Try to forecast the values of the variables in the following snippet using pen and paper, use help(str.rstrip) or the internet for looking up the used methods. You will have to reread previous explanations.

Finally use Python to validate your results.

values = "012" * 3 + """'a'bc"""
a = values[:2] + values[0] + values[2:3:1]  + values[-1]
a = a.replace("c", "")
b = a + values[len(values) - 2].upper()
c = a.strip('0')
d = a.find("2")
e = "{2} / {1} / {0}".format(a[:3], a[3:5], a[5:])
f = f"b{a}"

Homework¶

  1. Speak the following sentence 10 times aloud:

    Indexing in Python starts with zero, upper limits are exclusive, negative indexes start at the end.

  1. Implement a simple encryption method: For a given string (e.g. "Python"):

    1. select all characters at even positions 0, 2, ... (here: "Pto")
    2. select all characters add odd postions 1, 3, ... (here: "yhn")
    3. append both results (here "Ptoyhn")
    4. revert the results (here "nhyotP")
    5. insert an "x" after the first character (here: "nxhyotP")
    6. finally append a "x" (here "nxhyotPx")

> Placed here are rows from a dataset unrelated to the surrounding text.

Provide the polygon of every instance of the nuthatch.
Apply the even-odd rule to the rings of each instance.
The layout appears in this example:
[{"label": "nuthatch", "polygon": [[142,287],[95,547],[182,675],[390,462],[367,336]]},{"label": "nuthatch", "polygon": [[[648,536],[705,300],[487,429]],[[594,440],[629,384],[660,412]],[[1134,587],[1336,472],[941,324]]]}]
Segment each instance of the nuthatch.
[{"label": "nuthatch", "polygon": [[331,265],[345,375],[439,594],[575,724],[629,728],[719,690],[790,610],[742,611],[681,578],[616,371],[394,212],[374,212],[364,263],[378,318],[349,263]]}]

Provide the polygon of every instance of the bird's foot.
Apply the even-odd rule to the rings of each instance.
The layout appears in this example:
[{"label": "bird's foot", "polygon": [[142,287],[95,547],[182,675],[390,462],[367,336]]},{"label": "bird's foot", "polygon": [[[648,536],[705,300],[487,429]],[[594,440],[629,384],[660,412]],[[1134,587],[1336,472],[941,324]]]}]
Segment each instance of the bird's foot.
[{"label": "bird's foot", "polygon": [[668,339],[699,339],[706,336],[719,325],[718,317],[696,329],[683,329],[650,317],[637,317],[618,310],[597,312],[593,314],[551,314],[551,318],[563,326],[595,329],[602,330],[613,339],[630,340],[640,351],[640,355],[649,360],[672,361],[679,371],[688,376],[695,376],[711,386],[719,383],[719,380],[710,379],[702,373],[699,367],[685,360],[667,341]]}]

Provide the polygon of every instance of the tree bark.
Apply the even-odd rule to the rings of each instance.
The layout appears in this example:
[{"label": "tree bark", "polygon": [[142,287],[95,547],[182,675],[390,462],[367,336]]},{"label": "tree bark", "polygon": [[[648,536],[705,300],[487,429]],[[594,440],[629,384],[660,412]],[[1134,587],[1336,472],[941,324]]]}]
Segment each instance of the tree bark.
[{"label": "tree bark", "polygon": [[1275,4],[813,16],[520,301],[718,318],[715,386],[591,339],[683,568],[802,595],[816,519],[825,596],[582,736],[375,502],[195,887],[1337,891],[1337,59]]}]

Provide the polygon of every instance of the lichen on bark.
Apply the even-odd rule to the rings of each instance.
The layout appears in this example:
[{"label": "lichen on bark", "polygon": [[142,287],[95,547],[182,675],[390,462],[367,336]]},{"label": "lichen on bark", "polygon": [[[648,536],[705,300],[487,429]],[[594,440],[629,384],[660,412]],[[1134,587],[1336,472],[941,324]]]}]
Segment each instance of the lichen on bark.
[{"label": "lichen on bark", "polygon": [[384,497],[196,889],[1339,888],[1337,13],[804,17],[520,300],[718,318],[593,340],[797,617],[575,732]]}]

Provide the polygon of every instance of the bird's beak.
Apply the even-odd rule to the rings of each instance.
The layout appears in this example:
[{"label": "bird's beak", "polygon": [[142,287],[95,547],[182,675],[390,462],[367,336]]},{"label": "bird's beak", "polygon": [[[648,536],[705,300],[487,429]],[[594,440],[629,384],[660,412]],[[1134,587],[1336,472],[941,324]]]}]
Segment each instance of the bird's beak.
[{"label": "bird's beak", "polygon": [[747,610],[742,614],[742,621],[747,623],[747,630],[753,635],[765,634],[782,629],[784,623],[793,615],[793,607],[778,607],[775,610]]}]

    The task is to ask the user for some input and print the encoded string. Check for some inputs if your result is correct.

Optional homework*¶

  1. Extend this method such that "h" and "t" are swapped. The result for the previous example would be "nxtyohPx". To facilitate this you can assume that the input does not contain "." characters.